À Dramane : « Un homme qui meurt de faim et qui rencontre sur sa route un autre homme qui le nourrit, celui-là, il a un avant-goût du paradis. »

À Vincent « le King » : « En amitié, on peut être fidèle à plusieurs personnes à la fois. »

À Mireille : « J’accepterai ma mort le jour où mes amis pourront venir à leur enterrement. »

À Constance : « Le goût de la perfection est incurable, surtout chez ceux qui ont découvert très tôt qu’elle n’existe pas. »

À Philippe P. : « Je sais… Dieu a confiance dans les mensonges du désespoir. »

À Archi : « Hier aussi est un autre jour. Et celui-là, au moins, on est sûr qu’il existe. »

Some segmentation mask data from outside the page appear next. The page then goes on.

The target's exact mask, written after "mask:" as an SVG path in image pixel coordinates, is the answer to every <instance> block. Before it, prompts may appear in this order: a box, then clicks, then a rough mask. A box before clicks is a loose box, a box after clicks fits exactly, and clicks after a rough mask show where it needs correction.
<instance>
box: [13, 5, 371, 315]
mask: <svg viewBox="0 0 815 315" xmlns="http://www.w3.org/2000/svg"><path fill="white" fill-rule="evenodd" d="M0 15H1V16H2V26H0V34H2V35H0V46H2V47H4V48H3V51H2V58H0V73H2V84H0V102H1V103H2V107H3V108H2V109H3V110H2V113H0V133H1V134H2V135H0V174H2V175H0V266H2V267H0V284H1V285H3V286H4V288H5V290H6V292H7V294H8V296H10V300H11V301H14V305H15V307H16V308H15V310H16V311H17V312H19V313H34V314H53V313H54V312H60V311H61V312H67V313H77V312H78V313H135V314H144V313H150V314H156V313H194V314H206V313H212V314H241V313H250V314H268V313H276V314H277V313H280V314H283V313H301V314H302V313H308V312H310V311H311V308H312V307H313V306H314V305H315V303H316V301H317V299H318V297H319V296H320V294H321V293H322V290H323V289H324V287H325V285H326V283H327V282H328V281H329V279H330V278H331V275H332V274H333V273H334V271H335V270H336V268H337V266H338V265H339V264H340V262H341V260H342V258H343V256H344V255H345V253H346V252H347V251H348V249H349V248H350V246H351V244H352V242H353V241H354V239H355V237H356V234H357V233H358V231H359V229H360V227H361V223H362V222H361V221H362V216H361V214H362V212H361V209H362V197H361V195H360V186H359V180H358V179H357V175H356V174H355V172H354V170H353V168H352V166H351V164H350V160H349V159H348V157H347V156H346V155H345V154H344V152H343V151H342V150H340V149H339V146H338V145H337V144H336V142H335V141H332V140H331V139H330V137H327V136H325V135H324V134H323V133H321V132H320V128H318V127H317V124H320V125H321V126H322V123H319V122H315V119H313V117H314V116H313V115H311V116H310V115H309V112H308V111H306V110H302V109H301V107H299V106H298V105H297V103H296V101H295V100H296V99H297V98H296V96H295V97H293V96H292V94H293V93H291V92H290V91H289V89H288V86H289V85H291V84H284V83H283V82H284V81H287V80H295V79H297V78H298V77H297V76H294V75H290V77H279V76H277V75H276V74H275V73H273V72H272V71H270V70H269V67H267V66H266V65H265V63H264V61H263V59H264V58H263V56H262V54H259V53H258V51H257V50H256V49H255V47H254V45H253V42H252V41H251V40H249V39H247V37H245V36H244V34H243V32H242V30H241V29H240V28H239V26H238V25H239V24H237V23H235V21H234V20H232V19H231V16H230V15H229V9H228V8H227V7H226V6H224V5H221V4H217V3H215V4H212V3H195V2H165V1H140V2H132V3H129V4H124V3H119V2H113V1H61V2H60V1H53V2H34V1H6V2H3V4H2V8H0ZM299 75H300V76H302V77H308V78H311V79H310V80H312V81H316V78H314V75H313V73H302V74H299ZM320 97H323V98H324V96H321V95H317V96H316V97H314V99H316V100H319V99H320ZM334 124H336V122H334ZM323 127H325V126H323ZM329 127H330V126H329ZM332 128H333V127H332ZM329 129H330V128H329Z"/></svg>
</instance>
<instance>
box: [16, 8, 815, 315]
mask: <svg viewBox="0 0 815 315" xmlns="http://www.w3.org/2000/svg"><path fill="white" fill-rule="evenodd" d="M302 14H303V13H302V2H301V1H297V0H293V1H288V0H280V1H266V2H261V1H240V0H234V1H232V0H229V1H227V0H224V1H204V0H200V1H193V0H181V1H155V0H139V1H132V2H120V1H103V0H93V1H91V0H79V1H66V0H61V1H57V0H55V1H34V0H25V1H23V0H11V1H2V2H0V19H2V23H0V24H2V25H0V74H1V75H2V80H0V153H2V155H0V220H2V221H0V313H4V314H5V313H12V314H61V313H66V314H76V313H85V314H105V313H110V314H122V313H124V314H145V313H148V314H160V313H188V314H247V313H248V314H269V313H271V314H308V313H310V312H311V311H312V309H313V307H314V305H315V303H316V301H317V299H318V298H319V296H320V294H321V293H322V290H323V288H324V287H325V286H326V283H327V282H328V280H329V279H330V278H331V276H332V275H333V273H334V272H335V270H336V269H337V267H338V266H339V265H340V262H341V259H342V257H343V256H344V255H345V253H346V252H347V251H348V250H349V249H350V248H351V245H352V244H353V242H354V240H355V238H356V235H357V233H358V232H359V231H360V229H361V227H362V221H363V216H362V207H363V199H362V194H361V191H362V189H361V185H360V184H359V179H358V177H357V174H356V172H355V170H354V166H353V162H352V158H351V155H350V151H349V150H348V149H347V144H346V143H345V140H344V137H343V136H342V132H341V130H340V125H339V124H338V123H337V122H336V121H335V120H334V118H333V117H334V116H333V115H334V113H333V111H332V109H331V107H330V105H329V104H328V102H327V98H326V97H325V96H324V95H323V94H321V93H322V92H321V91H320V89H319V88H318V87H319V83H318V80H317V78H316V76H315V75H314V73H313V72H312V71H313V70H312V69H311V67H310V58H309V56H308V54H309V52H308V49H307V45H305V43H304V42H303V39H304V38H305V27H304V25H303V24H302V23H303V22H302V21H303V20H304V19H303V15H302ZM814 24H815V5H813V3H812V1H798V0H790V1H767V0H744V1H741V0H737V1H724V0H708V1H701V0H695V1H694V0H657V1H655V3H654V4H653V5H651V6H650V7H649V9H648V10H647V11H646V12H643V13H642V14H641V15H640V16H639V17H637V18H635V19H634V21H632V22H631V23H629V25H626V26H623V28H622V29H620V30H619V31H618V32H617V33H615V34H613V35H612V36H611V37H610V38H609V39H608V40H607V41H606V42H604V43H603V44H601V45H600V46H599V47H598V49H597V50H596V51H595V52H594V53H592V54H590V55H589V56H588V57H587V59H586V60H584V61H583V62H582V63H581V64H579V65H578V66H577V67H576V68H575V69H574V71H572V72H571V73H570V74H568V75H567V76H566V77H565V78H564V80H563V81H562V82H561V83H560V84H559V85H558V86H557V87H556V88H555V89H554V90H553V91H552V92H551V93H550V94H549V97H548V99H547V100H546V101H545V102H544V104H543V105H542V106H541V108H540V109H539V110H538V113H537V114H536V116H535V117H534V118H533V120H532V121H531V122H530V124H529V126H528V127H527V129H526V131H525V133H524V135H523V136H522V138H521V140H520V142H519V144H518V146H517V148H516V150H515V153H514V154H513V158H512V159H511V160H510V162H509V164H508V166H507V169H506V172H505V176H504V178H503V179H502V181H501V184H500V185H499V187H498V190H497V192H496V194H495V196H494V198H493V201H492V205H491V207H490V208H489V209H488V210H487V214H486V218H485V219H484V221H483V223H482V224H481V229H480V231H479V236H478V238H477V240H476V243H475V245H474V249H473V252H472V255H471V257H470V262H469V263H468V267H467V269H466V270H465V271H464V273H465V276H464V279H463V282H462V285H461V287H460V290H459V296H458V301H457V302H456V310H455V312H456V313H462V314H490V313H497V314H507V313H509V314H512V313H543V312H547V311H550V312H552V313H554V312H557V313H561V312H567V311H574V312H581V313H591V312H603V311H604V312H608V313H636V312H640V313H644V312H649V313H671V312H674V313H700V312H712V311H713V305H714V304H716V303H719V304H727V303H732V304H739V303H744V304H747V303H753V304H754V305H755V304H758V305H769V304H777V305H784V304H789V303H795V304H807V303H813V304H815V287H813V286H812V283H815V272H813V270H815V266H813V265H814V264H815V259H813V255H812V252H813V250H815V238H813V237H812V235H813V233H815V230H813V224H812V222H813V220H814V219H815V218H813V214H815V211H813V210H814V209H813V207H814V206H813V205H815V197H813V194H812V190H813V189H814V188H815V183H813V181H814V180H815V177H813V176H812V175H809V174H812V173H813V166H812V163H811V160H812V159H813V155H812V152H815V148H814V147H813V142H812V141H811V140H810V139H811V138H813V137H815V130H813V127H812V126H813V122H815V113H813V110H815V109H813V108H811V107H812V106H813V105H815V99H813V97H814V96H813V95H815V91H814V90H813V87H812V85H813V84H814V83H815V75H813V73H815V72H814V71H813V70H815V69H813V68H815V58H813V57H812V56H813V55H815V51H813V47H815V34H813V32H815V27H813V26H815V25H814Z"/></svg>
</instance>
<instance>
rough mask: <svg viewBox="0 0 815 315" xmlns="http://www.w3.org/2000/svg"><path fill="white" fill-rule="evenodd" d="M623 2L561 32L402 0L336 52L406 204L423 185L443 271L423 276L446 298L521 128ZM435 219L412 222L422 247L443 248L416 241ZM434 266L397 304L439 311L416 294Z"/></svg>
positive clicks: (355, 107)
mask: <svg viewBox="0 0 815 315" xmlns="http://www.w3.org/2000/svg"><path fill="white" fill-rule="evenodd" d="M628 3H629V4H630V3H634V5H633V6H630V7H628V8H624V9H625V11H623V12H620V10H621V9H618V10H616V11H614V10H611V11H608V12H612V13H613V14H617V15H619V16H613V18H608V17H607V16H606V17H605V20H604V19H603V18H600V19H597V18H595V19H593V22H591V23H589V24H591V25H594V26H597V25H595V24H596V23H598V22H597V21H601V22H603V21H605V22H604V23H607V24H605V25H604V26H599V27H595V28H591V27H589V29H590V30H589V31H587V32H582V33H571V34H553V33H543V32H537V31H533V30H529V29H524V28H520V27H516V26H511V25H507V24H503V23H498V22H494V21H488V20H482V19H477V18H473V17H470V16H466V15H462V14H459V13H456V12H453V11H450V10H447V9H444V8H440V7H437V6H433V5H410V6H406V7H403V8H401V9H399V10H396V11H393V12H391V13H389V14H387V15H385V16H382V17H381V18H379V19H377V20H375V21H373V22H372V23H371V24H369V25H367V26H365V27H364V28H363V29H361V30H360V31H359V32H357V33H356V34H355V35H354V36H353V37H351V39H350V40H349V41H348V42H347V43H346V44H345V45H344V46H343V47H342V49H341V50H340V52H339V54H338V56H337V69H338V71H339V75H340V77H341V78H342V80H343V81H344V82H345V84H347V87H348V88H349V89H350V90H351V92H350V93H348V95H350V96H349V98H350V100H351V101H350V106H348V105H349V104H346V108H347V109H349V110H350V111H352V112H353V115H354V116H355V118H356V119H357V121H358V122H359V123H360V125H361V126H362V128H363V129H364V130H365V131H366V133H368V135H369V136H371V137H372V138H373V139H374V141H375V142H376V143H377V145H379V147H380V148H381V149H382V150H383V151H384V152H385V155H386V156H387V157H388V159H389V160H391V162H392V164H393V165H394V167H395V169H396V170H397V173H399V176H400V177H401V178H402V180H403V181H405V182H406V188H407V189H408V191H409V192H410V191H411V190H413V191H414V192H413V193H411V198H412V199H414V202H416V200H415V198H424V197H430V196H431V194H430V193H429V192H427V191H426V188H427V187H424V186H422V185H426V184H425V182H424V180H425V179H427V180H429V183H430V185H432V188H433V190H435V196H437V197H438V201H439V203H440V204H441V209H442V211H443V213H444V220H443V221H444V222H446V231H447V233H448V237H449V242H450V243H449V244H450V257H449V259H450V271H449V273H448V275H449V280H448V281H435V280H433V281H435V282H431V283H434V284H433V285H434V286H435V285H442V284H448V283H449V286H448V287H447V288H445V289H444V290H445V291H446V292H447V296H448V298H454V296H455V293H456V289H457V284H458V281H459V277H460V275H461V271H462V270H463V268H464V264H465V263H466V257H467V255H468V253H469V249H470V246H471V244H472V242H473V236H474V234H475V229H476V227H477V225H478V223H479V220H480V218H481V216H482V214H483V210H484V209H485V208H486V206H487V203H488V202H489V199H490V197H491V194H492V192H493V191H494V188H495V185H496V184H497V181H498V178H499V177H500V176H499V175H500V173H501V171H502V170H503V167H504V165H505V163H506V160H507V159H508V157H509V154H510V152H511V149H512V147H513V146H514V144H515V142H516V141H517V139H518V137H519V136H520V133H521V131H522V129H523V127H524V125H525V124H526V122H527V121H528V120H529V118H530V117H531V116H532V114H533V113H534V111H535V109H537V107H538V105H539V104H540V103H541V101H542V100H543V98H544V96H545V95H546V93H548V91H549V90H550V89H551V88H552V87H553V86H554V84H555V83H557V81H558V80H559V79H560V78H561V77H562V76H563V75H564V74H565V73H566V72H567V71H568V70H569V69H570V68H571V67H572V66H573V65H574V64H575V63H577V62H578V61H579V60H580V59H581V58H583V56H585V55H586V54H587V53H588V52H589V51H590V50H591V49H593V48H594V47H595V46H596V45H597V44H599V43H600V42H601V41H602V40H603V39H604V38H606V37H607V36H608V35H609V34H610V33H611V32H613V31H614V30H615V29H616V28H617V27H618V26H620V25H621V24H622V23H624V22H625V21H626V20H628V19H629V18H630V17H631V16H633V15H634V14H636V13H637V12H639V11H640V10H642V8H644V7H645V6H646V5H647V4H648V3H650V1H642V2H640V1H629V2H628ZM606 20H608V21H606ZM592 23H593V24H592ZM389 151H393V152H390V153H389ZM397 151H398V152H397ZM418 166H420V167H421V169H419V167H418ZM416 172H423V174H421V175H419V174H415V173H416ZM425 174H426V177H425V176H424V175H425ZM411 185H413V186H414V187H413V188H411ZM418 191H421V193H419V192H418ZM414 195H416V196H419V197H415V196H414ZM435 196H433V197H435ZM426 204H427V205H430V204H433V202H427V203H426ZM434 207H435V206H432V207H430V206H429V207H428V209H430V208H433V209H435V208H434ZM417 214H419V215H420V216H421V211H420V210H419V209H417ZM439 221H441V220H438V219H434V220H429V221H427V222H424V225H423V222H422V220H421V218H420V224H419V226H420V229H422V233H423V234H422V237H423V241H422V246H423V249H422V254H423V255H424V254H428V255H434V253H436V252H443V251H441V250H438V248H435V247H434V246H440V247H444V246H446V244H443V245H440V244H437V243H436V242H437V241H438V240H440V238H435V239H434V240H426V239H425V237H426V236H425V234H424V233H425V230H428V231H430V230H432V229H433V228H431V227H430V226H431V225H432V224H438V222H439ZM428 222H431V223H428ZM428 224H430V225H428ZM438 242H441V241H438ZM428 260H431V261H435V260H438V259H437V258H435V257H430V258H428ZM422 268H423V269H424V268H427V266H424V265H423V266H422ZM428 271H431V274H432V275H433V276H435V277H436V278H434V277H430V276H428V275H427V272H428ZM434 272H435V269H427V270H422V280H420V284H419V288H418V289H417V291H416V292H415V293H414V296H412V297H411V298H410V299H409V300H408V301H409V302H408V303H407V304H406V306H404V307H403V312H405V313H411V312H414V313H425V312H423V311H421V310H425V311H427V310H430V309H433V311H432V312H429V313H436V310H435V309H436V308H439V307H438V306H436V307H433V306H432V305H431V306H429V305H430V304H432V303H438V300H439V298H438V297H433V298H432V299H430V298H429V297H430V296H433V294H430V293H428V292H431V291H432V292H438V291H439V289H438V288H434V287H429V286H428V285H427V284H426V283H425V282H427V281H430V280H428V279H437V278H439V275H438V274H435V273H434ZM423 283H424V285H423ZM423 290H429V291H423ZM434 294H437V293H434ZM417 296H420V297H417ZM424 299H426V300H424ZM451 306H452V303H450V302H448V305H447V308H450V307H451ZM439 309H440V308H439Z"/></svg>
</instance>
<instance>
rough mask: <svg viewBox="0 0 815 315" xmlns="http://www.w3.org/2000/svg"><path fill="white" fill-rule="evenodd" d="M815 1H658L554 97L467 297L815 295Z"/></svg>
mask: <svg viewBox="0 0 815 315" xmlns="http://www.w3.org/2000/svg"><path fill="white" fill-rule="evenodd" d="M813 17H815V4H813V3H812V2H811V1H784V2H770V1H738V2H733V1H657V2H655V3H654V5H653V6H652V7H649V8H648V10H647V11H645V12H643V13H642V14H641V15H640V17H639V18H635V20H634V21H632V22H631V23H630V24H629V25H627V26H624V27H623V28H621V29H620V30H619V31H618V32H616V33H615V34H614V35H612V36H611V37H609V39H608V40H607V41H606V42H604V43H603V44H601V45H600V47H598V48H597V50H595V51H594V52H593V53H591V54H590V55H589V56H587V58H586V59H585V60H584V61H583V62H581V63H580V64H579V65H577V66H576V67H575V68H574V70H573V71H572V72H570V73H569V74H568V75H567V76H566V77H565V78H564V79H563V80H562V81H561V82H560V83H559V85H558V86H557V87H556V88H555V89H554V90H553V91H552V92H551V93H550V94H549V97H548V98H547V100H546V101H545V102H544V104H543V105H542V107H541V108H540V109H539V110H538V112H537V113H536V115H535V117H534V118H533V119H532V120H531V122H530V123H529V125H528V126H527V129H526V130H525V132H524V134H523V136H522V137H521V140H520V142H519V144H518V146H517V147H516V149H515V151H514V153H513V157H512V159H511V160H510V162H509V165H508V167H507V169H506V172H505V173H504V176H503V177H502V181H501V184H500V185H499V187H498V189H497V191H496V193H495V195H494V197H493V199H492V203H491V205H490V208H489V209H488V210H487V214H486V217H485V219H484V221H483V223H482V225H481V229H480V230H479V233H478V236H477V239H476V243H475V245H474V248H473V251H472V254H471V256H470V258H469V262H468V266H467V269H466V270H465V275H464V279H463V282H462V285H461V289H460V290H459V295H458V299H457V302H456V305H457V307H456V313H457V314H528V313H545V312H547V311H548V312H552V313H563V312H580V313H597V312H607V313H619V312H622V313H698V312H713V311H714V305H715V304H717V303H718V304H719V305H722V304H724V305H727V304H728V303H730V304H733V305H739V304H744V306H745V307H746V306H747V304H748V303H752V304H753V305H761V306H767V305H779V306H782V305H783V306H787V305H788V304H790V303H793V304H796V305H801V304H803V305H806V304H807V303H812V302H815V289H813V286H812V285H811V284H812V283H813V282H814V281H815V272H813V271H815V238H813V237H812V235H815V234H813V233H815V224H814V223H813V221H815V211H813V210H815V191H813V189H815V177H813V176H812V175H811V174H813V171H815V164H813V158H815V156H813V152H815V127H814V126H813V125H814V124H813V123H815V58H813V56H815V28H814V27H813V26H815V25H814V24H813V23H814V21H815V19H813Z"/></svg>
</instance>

À Philippe D. : « Un mathématicien qui renonce à résoudre la quadrature du cercle atteint son niveau d’incompétence. »

Au même : « Sans le devoir de mémoire, l’impardonnable n’aurait jamais droit à l’oubli. »

À Momo, que les loups ont terrifié, et à Jeremy et Alexandra, qui vivent à côté d’eux : « L’homme est un loup pour le loup. »

Quant à « Heureux les fêlés », je la lègue aussi à Jeremy, l’Anglais le plus barré d’un peuple de grands barrés.


[1] Insulte écossaise. In scottish : Hope your next shit is a hedgehog.